Updated 9:01am 22 May 2012

Film Review: Antichrist (18)

18 ** ***

WITH its explicit sex scenes and graphic depiction of genital mutilation, the new film from award-winning Danish director Lars von Trier (Dancer In The Dark) is not for the squeamish.

A husband (Willem Dafoe) and his younger wife (Charlotte Gainsbourg) are engaged in lovemaking, oblivious to the actions of their baby son, who is supposedly sleeping.

In a tour-de-force prologue shot in slow motion, the infant climbs out of his cot to the strains of an aria from Handel’s first opera Rinaldo, opens the child safety gate and climbs up onto a table, eventually falling out of an open window to his death.

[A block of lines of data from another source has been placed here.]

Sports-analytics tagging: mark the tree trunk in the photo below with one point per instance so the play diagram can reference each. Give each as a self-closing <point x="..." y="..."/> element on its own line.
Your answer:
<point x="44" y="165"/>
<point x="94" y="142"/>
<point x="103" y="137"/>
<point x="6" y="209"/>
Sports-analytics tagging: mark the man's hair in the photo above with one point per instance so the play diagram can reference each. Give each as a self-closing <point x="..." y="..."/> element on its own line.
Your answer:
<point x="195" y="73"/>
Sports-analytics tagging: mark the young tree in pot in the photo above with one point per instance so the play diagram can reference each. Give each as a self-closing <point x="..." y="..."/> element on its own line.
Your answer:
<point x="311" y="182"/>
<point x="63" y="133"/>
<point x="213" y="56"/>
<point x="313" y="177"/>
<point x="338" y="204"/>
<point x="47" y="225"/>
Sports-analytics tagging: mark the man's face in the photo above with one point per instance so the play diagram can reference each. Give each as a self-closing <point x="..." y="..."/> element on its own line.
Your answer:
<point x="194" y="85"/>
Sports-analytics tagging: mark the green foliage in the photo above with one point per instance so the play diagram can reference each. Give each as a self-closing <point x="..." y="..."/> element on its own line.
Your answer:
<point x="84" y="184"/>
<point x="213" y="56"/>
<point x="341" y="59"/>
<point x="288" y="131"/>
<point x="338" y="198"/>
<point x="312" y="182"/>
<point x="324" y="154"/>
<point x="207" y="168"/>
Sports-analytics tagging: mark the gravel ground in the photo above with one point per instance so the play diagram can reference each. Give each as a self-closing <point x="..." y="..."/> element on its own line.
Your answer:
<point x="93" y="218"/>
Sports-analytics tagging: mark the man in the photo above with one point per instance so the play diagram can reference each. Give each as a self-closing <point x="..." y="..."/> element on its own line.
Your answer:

The devastated couple seek refuge in a remote woodland cabin where the spirits of the forest have a strange effect on the wife.

As tensions between the couple escalate, the grief-stricken mother unleashes her fury upon her spouse, culminating in a shocking act of self-harm.

Antichrist is simply too ponderous to really make a serious impact, though it will undoubtedly linger in the memory.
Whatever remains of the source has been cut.